You are all alone in No Man’s Sky. It is truly a single-player experience with some shared community data regarding discoveries and other information. But playing the game is a lonely experience. You are surrounded by life, by aliens, by NPCs that attack you, or warp into your field of vision, but the interaction with those elements of the game is extremely limited. The PvP, or what passes for it, is also extremely limited. Especially in the beginning. The game is “monitored” by Sentinels that are everywhere, keeping a watchful eye on your every move. Take too much, or cause too much trouble, and they will come down on you. A lot like CCP. (Just joking.) But there is no multiplayer aspect to the game. It is incredibly visual and a wonder to behold, but it is also very repetitive and often slightly annoying. It is also a weirdly relaxing experience in many ways. The normal pressures of game play don’t exert themselves the same way they do in other games; your goals are your own. The game itself demands very little of you. Sound familiar?
the person on the other side of the screen
In many strange ways No Man’s Sky and EVE share common traits. But they are also vastly different animals. And nothing will make you appreciate those differences more than playing ten or twelve hours of No Man’s Sky. I miss talking in chat. But mostly I miss the one fact about EVE that was most game-changing when I first realized it – the person on the other side of the screen. It is, after everything else, what makes EVE such a wonderful and challenging and rewarding experience. Interaction with real people. Defeating real people. Working together with real people. And exploring with real people.
Of course, No Man’s Sky is not an MMO and it isn’t trying to be. It is a video game. A video game that proves beyond a doubt that people will respond to exploration challenges on their own merits. A fact that is often debated inside of the EVE community. No Man’s Sky can easily serve as a template for PvE inside of EVE. As long as that experience is rewarding, interesting, and engaging on its own merits, people will participate. It can be difficult for EVE to build those experiences within the confines of space on a consistent basis. And that is where repetition rears its ugly head. But I think No Man’s Sky can help expand on those thoughts, perhaps not directly, but by showing us that more can be accomplished than perhaps we have become accustomed to believing. And maybe, from a PvE perspective, that is an important lesson. Maybe we could all use some new ways of thinking about content.
Soon we may need it. If we are to build our own stargates someday and explore new territory, then that needs to be considered carefully. In No Man’s Sky, every system is different and unique. But in that procedurally generated insanity, they all sorta kinda start to look the same. In my opinion it is a valuable warning that should be heeded when we consider new space in New Eden. Should it “be the same”? Or can we consider something new? Not just without local. Or with strange effects. But fundamentally different space. Space that demands attention from the players; space that perhaps requires an entirely new way of playing in it? Consider the possibilities for a moment. Will players bother building gates that simply take them to yet another system that looks just like the one they left? Will entire alliances conspire to work together to make a path to discover yet another New Caldari? They might not. But perhaps they would if that new space was truly something new. A place where things are truly different.

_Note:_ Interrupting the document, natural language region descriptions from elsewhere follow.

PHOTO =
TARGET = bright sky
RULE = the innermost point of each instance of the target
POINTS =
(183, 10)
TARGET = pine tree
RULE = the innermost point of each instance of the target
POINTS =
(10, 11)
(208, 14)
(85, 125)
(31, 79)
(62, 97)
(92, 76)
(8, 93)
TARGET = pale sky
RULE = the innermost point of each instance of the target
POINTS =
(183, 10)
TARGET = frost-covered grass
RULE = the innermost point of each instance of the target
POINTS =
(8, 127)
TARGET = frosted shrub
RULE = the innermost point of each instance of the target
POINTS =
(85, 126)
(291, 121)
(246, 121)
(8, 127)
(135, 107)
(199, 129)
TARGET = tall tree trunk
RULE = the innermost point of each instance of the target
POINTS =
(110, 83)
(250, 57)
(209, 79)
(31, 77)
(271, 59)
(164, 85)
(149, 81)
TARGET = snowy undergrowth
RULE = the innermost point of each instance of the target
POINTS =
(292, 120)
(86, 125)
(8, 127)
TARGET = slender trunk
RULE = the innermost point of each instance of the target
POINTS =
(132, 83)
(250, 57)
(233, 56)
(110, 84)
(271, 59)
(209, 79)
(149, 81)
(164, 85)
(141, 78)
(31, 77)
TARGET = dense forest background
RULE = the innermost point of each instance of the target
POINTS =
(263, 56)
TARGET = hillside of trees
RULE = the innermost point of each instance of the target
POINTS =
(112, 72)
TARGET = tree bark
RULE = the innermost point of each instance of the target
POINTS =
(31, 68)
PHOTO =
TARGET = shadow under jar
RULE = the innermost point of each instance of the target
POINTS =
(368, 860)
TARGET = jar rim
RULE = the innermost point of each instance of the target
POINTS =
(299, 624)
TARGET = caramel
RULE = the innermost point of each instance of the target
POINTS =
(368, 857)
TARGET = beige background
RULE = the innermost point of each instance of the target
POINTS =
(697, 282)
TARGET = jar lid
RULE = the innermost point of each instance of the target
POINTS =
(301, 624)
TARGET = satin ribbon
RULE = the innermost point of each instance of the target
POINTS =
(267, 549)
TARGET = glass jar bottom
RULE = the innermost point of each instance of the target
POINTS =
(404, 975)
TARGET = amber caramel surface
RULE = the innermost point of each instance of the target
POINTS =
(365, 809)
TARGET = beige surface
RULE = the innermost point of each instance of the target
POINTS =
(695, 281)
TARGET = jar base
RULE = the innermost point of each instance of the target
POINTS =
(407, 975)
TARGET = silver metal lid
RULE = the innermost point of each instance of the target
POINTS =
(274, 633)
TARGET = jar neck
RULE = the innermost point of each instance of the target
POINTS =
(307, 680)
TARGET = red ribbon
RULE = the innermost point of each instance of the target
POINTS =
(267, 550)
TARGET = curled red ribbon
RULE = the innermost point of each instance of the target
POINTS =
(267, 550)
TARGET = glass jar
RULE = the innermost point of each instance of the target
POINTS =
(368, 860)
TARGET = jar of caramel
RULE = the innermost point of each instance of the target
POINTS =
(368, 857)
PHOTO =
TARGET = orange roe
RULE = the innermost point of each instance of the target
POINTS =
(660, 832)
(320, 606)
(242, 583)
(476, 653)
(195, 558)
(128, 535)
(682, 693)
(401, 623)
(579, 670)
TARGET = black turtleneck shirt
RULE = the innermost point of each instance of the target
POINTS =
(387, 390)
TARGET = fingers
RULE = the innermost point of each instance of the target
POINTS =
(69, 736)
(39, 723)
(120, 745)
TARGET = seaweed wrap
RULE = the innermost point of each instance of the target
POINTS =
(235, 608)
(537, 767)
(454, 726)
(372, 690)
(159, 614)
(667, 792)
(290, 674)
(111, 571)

If EVE survives not only its second decade, but moves on into its third, what sort of place should it be?
It is an interesting concept to consider. If EVE survives not only its second decade, but moves on into its third, what sort of place should it be? Can EVE transform itself over time? Can it mold new dynamics, present new challenges, and warp itself slowly and surely into something almost unrecognizable to its founders? It is a mind-bending concept. If any game in history has the chance to do something like that, over such a long time, perhaps EVE is the one to do it.
No Man’s Sky and EVE are distant, far-removed cousins. Cousins that grew up in different lands far from one another. But maybe No Man’s Sky can teach EVE a thing or two about thinking differently. And maybe EVE can teach No Man’s Sky a thing or two about opening up a little bit. As they both rocket into the future it should be interesting to see how they both evolve.
As both EVE and No Man’s Sky would tell you, it isn’t the destination, it is all in the journey.